Pourquoi chercher à conserver les « petites langues » ? 

Au seuil de ce travail, il paraît nécessaire de se demander pourquoi les réalisations dans le domaine de la documentation des langues rares restent relativement modestes, surtout au vu de la taille actuelle de la communauté internationale des linguistes. Une raison déterminante paraît être qu’aux yeux de beaucoup de chercheurs, l’enjeu de la recherche n’est pas à l’heure actuelle de collecter des données, mais de procéder à leur analyse. L’entreprise de conservation des langues menacées peut apparaître vaine : qu’espère-t-on au juste en emmagasinant fébrilement des données sur de nombreuses langues en voie de disparition ?

N’est-il pas plus éclairant de tisser des liens entre les connaissances existantes, pour réunir les descriptions fragmentaires et proposer des modèles universels ?

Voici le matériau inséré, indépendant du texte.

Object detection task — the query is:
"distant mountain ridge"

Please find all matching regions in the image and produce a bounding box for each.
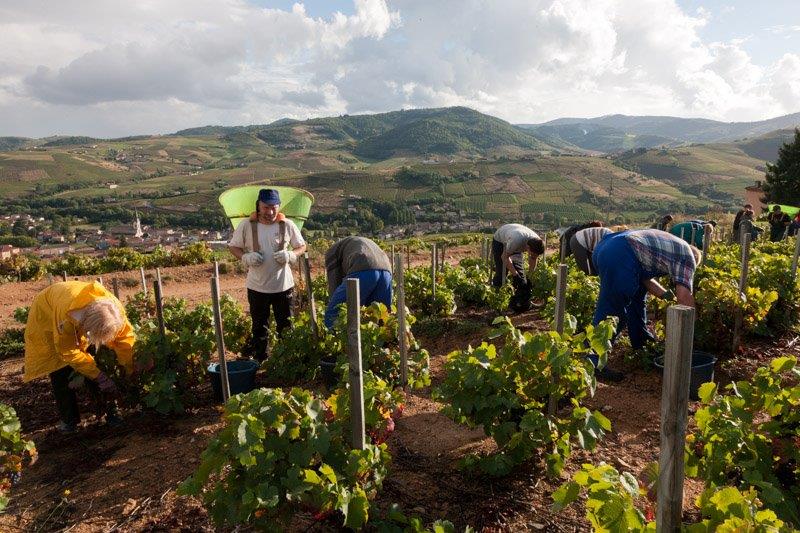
[520,113,800,152]
[0,107,800,159]
[174,107,552,159]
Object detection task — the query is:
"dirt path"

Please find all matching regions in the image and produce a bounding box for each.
[0,250,800,532]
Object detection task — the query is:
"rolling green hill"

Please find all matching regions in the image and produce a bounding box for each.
[524,113,800,146]
[526,123,679,153]
[736,129,794,161]
[0,108,786,232]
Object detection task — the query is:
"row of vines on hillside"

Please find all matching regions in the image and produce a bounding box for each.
[0,242,215,283]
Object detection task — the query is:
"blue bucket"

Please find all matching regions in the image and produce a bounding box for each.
[208,359,260,402]
[653,350,717,401]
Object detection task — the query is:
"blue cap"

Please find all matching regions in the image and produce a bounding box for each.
[258,189,281,205]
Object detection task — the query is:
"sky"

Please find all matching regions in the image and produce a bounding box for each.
[0,0,800,137]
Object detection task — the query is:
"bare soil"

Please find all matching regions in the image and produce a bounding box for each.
[0,247,800,532]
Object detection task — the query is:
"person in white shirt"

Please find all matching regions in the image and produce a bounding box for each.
[228,189,306,361]
[567,227,613,276]
[492,224,544,312]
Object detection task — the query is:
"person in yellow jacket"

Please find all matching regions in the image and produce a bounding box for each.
[24,281,136,433]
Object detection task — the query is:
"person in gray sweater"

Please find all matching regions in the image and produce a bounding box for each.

Urgence du travail de documentation

Le constat d’ensemble est clair :
Of the 6,000 languages listed in Ethnologue (Grimes 1992) for which there are population figures,
➤ 52% are spoken by less than 10,000 people;
➤ 28% by less than 1,000; and
➤ 83% are restricted to single countries, and so are particularly exposed to the policies of a single government.
➤ 10% are spoken by less than 100 speakers At the other end of the scale, 10 major languages, each spoken by over 109 million people, are the mother tongues of almost half (49%) of the world’s population. There is agreement among linguists who have considered the situation that over half of the world’s languages are moribund, i.e. not effectively being passed on to the next generation. We and our children, then, are living at the point in human history where, within perhaps two generations, most languages in the world will die out. (Source : “Manifesto of the Foundation for Endangered Languages”; Iatiku #2, p.2.) .

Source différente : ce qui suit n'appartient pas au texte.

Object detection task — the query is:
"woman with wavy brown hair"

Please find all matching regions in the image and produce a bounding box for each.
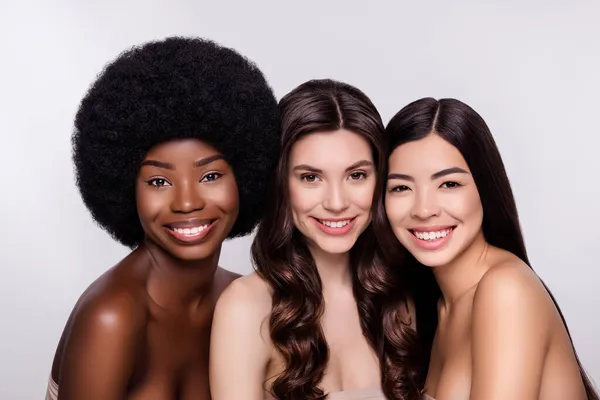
[374,98,599,400]
[210,80,422,400]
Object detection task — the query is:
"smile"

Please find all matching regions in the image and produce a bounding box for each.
[409,226,456,251]
[411,227,454,241]
[166,220,217,244]
[313,217,356,235]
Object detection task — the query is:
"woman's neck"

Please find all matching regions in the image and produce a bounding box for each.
[433,232,489,309]
[309,242,352,291]
[141,242,221,310]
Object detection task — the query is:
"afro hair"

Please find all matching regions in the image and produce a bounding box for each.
[72,37,280,247]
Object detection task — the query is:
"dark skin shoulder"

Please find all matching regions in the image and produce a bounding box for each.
[52,249,240,400]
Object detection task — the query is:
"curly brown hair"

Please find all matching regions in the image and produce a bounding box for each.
[252,80,422,400]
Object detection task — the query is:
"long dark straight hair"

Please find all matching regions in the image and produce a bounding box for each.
[381,98,598,400]
[251,80,420,400]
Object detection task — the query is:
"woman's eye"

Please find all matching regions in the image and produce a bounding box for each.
[440,181,461,189]
[200,172,223,182]
[300,174,318,183]
[390,185,410,192]
[146,178,169,187]
[350,172,367,180]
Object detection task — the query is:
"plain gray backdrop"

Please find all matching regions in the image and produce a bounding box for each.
[0,0,600,400]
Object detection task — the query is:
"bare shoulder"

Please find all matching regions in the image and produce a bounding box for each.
[70,270,147,346]
[473,251,554,326]
[215,273,271,317]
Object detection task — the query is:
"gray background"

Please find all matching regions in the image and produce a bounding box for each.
[0,0,600,399]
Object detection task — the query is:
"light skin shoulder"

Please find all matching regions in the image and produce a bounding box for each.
[470,259,556,400]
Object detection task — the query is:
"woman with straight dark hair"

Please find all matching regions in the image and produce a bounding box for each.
[210,80,422,400]
[375,98,598,400]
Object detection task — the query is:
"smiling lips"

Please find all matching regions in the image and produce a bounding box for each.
[409,225,456,250]
[312,217,356,236]
[165,219,217,244]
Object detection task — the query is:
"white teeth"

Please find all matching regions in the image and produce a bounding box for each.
[413,228,453,240]
[319,219,350,228]
[173,224,210,236]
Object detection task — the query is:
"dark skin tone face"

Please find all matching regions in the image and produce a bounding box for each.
[52,140,239,400]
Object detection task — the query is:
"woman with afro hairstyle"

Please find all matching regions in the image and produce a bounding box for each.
[46,37,280,400]
[210,80,422,400]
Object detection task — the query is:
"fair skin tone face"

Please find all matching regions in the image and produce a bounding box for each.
[210,130,380,400]
[288,131,375,284]
[385,134,585,400]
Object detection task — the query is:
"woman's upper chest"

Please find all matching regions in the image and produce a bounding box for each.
[426,306,472,400]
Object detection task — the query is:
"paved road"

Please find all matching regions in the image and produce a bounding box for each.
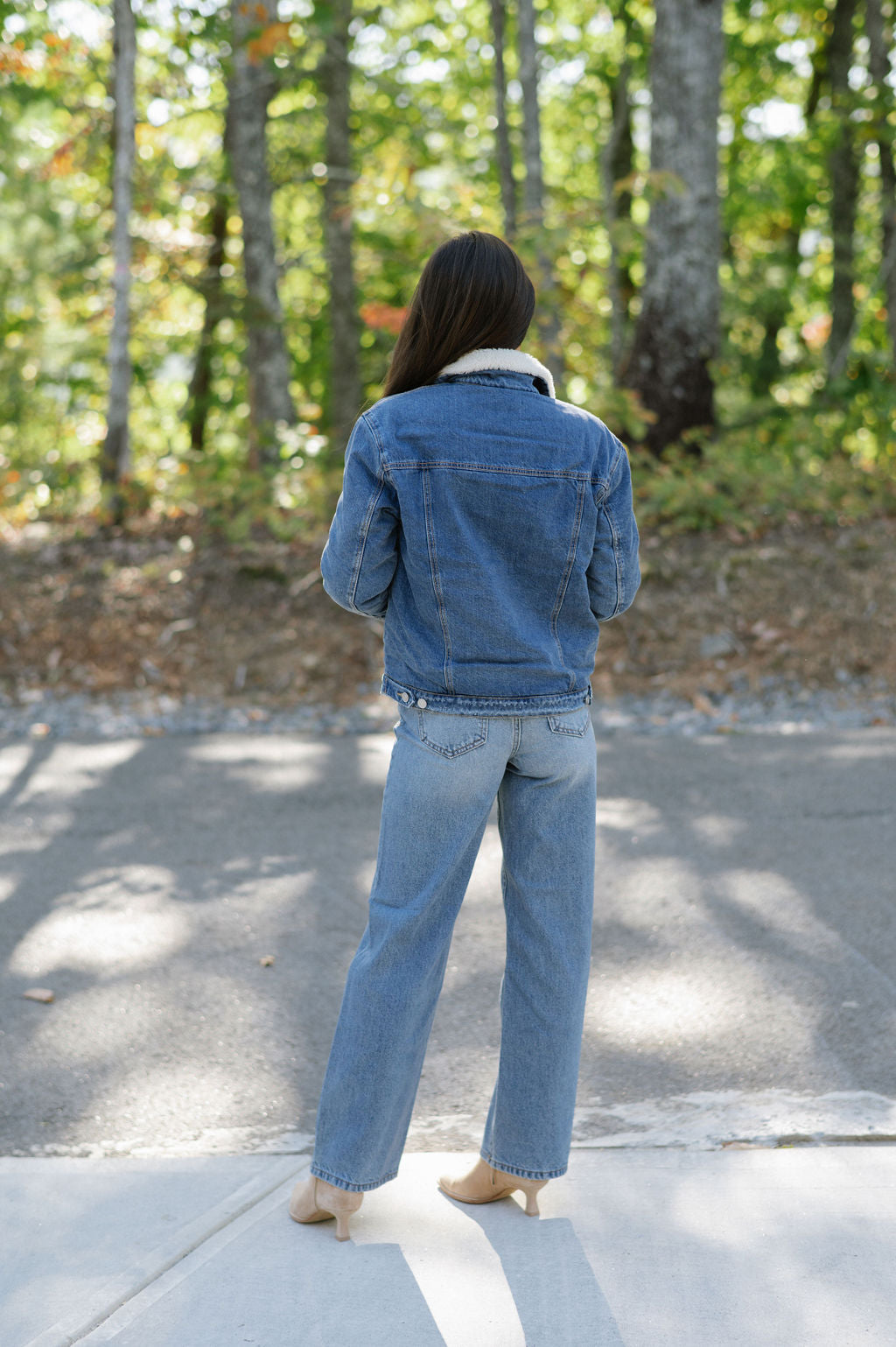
[0,729,896,1155]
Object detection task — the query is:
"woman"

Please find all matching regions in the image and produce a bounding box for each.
[290,230,640,1239]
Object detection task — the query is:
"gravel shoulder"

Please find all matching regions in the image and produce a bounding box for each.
[0,519,896,737]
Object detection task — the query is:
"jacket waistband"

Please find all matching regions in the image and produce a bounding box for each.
[380,674,592,715]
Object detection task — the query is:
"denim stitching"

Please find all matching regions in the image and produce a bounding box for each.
[547,712,587,740]
[551,485,584,692]
[604,502,622,622]
[389,458,594,482]
[416,710,489,758]
[422,472,454,692]
[349,473,385,612]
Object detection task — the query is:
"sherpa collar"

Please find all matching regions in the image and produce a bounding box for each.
[439,347,556,397]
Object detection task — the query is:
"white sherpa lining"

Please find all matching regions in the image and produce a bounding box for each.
[439,347,556,397]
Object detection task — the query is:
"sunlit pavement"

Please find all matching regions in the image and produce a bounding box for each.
[0,1147,896,1347]
[0,727,896,1347]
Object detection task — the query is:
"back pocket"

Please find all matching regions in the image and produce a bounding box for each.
[414,707,487,757]
[547,705,592,740]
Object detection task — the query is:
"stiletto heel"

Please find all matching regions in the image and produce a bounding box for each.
[290,1176,364,1240]
[519,1179,547,1217]
[439,1159,549,1217]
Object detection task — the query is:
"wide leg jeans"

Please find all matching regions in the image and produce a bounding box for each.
[312,705,597,1192]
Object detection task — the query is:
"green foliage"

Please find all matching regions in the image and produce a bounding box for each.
[632,380,896,537]
[0,0,896,539]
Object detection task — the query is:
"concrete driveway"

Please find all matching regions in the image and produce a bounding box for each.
[0,729,896,1155]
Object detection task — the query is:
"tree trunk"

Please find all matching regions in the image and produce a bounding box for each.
[865,0,896,361]
[517,0,564,397]
[322,0,362,453]
[227,0,297,466]
[628,0,724,453]
[601,0,634,380]
[827,0,858,378]
[751,59,827,397]
[186,188,230,452]
[492,0,516,241]
[100,0,136,523]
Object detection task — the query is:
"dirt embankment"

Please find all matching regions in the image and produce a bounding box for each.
[0,520,896,705]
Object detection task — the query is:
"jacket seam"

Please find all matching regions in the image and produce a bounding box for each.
[422,472,454,692]
[389,458,592,485]
[602,502,622,622]
[361,412,391,493]
[597,442,625,505]
[347,417,385,615]
[551,485,584,692]
[349,473,385,613]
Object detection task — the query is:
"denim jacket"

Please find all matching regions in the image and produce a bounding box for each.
[320,350,640,715]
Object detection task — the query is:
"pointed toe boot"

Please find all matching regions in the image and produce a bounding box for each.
[290,1176,364,1239]
[439,1157,549,1217]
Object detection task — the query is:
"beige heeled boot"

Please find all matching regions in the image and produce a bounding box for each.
[439,1157,549,1217]
[290,1176,364,1239]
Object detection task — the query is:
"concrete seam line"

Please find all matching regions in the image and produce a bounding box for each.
[77,1161,310,1347]
[22,1160,310,1347]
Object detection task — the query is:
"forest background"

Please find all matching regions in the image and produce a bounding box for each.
[0,0,896,711]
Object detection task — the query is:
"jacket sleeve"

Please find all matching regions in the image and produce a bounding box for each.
[320,417,399,617]
[587,437,641,622]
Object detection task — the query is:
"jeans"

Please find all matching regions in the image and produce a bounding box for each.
[312,705,597,1192]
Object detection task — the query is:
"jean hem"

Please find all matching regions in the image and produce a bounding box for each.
[310,1164,397,1192]
[480,1150,569,1179]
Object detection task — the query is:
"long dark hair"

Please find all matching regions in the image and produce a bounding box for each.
[384,229,535,397]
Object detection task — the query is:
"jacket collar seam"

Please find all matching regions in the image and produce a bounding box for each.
[438,347,556,399]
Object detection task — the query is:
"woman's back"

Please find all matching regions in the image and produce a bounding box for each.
[320,350,639,714]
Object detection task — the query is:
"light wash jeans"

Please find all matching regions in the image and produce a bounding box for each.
[312,705,597,1192]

L’ampleur des bouleversements linguistiques qu’introduisent aujourd’hui les échanges « mondialisés » apparaît clairement si l’on observe à quel point les systèmes phonologiques des langues du monde présentent des particularités de nature aréale : ainsi, les langues du Caucase sont riches en groupes de consonnes ; les langues d’Asie du Sud-Est présentent couramment des phénomènes de glottalisation au niveau lexical (tons glottalisés, phonèmes glottiques, registres phonatoires) ; les systèmes de tons ponctuels de nombreuses langues d’Afrique subsaharienne ont des similitudes entre eux. Lorsqu’une langue présente une situation typologique extrême, elle n’est généralement guère différente de langues voisines : ainsi, le système consonantique très complexe de l’oubykh a pu apparaître et perdurer au sein des langues caucasiennes du Nord-Ouest, au voisinage de langues comme le tcherkesse, l’abzakh…, elles aussi très riches en consonnes. En d’autres termes, outre les évidentes différences entre langues proches, entre dialectes, entre idiolectes, et même entre registres d’expression, il existe des différences qui n’ont pu apparaître que par un phénomène de relative isolation géographique, qui définissait un certain nombre d’ensembles linguistiques dont chacun pouvait présenter des caractéristiques typologiques affirmées, que les contacts continus entre langues ne modifiaient pas profondément, du fait que les langues (pour simplifier) étaient principalement en contact avec leurs voisines. La suprématie des langues nationales et l’influence universelle de l’anglais créent des «court-circuits » qui font disparaître de nombreux systèmes linguistiques et suppriment les conditions qui avaient permis leur apparition .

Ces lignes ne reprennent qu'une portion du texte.